The confession of my wicked husband."
"Confession?"
"Yes.
You will find it particularly interesting, Mr. Ware.
It was my miserable husband who murdered Daisy."
"Never!" gasped Giles, rising aghast. "He was in the library all the time.
You told——"
"I know what I told," she answered quickly. "I did so to save my name from shame; for the sake of my children I lied.
Oliver did not deserve the mercy I showed him.
Base to the last he deserted me.
Now he is dead.
I am glad to hear it." She paused and laughed. "I shall not change my dress, Mr. Ware."
"Don't, Mrs. Morley," he said, with a shudder.
"Not that name, if you please," she said, and noting her card on the desk she tore it in two.
Then opening her case she tore the other cards and scattered them on the floor. "Mrs. Morley is no more.
I am Mrs. Warton.
That is the name of my first husband—my true husband—the father of my three children.
Yes, Mr.

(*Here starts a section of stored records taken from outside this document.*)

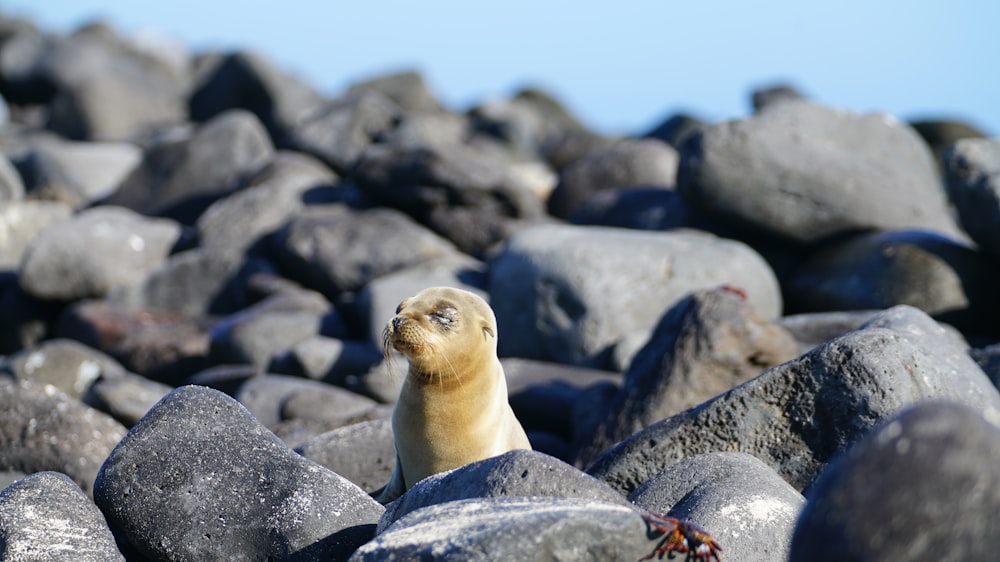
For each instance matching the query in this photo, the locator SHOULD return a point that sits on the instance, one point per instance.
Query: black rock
(43, 429)
(183, 173)
(626, 164)
(951, 281)
(921, 487)
(198, 478)
(46, 516)
(744, 504)
(364, 452)
(798, 416)
(805, 173)
(972, 174)
(487, 529)
(518, 473)
(704, 345)
(245, 80)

Ware, I have sold my furniture, and let The Elms.
To-morrow I leave for the south of France with my children.
I land in France as Mrs. Warton, and the old life is gone for ever.
Can you blame me?"
"From what I know of Morley I cannot," he stammered. "But what do you know, Mrs. Mor—I mean Mrs. Warton?"
"I know everything.
Listen, Mr. Ware.
When Oliver married me I was in love with him.
I thought he loved me for myself. But it was my money he was after.
Some time after our marriage I found that he was a gambler.
He lost all my money at cards.
Fortunately there was a sum of a thousand a year settled on me which he could not touch, nor was he able to touch the money left to my children.
All the rest (and there was a great deal) he wheedled out of me and spent."
"I wonder you did not put an end to him long ago.
I mean I should have thought you would separate from the scoundrel."
Mrs. Morley sighed.
"I loved him," she said in low tones. "It took me many a long day to stamp that love out of my heart.
I did all he wished me to do.
I took The Elms and obtained the guardianship of Daisy.
I never thought that he had any design in getting me to take her to live with us.
I was one of her father's oldest friends and loved the girl.
Morley managed the affair in such a manner that I did what he wished without knowing I was being coerced."
"Morley was a very clever man."
"And a wicked man," said his widow, without emotion. "I can only think of the way he behaved to me and mine.
Daisy always hated him.
I could never get her to like him.
I don't know what he said or did to her—he always seemed to me to treat her with kindness—but she had an antipathy to him.
He thought when she got the Powell money he would do what he liked with her and it.
But when he saw she was hostile to him he determined then on her murder."
"You did not know that at the time?" said Giles breathlessly.
"No.
Certainly I did not, or I should have sent the girl away.
I am only talking by the light of recent events.